I was reading this article which includes the following estimates for the numbers of fighters involved in ISIS-related regions:
- Between 7,000 and 30,000 ISIS fighters. Mixed levels of training and motivation, mixed nationalities.
- Up to 190,000 peshmerga. Another article suggests this is an old estimate from 2012 of the total everywhere - but they've received much international support since then, so their current numbers may be higher, with an increasing focus on north Iraq. That article in August 2014 described them as "Increasingly well equipped... motivated, well trained and experienced"
- Around 250,000 in the official Iraq army. They may have performed exceptionally poorly so far, but the numbers advantage is huge.
Not all those peshmerga are involved in this conflict, but ISIS are also divided between many fronts, with other opponents such as the many Islamist splinter groups in Syria, the Syrian army, the FSA, international air forces, etc etc - plus all the difficulties in keeping the cities they have captured in a state of martial law and maintaining supply routes over a wide area.

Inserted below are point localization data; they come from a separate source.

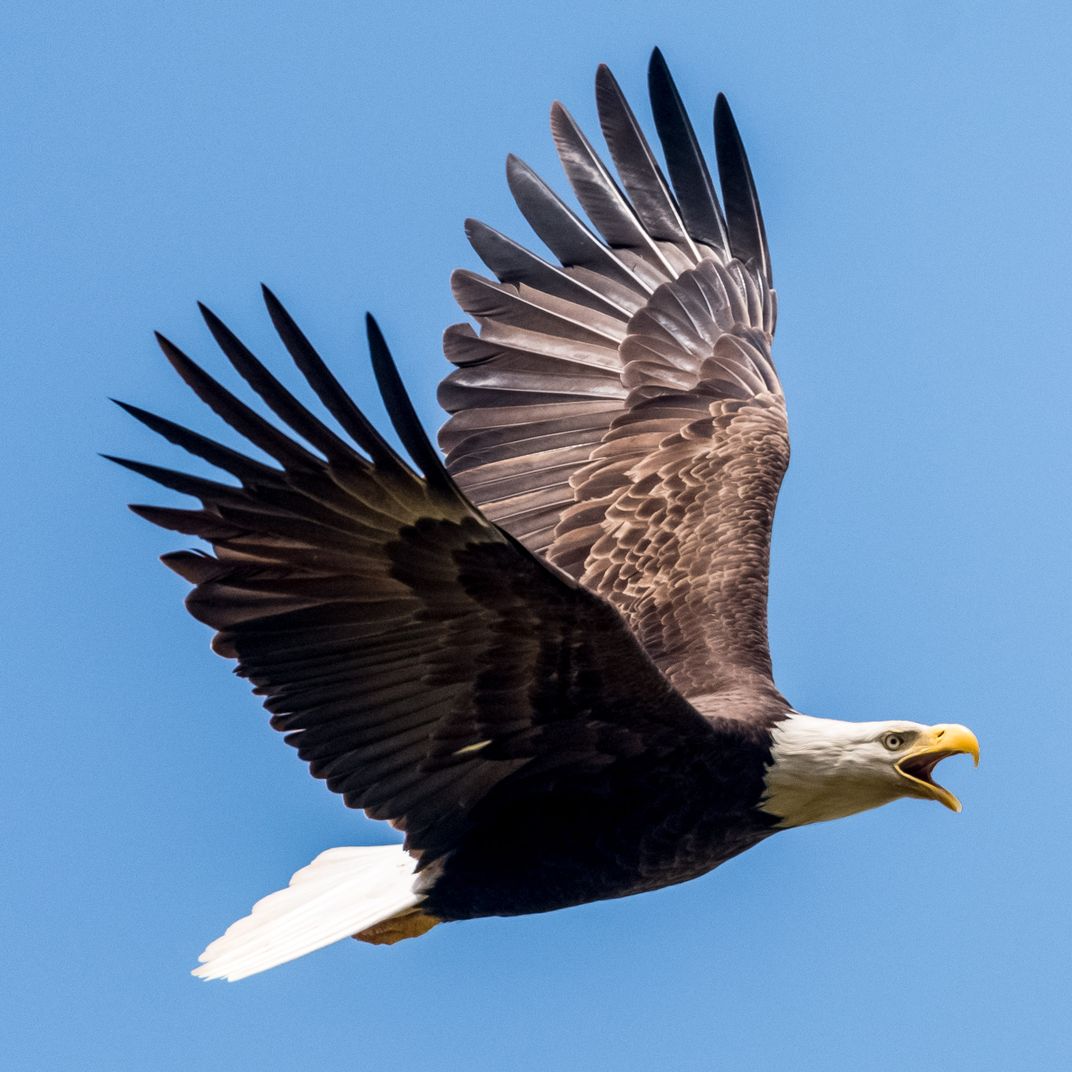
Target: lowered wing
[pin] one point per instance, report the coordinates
(416, 655)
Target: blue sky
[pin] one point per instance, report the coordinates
(913, 162)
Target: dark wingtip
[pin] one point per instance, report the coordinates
(743, 213)
(401, 412)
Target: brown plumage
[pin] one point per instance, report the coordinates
(545, 661)
(620, 413)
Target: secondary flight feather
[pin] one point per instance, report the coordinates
(545, 659)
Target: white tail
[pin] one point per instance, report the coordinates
(342, 892)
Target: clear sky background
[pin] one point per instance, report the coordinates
(913, 160)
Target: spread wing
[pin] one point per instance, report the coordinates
(416, 655)
(619, 412)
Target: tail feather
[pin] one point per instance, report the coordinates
(341, 893)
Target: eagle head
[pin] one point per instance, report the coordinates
(823, 769)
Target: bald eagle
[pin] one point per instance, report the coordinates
(544, 660)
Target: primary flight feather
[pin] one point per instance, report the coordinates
(545, 660)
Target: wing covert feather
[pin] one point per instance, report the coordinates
(636, 438)
(416, 655)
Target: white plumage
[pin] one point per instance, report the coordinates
(342, 892)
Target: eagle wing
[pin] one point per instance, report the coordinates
(416, 655)
(619, 412)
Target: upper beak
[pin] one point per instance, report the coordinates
(934, 745)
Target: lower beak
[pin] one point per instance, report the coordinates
(934, 745)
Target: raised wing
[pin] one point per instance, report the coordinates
(414, 654)
(619, 412)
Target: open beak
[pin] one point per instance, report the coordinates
(933, 746)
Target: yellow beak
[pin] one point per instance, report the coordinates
(933, 746)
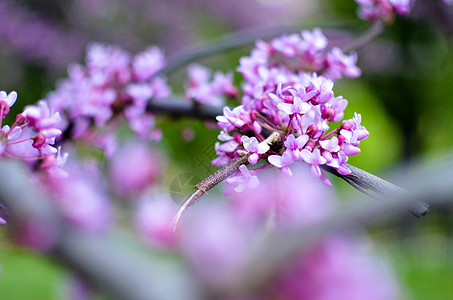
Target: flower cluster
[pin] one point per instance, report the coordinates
(281, 59)
(282, 98)
(377, 10)
(210, 92)
(32, 135)
(300, 115)
(111, 84)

And then there's also logistical issues getting supplies into the region. There may be plenty of rumours that they are receiving support from wealthy individuals in Saudi Arabia and elsewhere, but there's less of an obvious corridor for them to physically receive this assistance than there is for their opponents who are also receiving assistance from abroad.
So on paper, the numbers really don't look good for ISIS. However, they seem to have been gaining ground as fast as they are losing it, even after the addition of air strikes.
How? What's missing from this analysis that enables them to flourish when the numbers seem stacked against them? And what's stopping them simply being overrun by opponents who have greater numbers, easier access to fresh supplies and (for the Peshmerga) more unified forces with stronger motivation?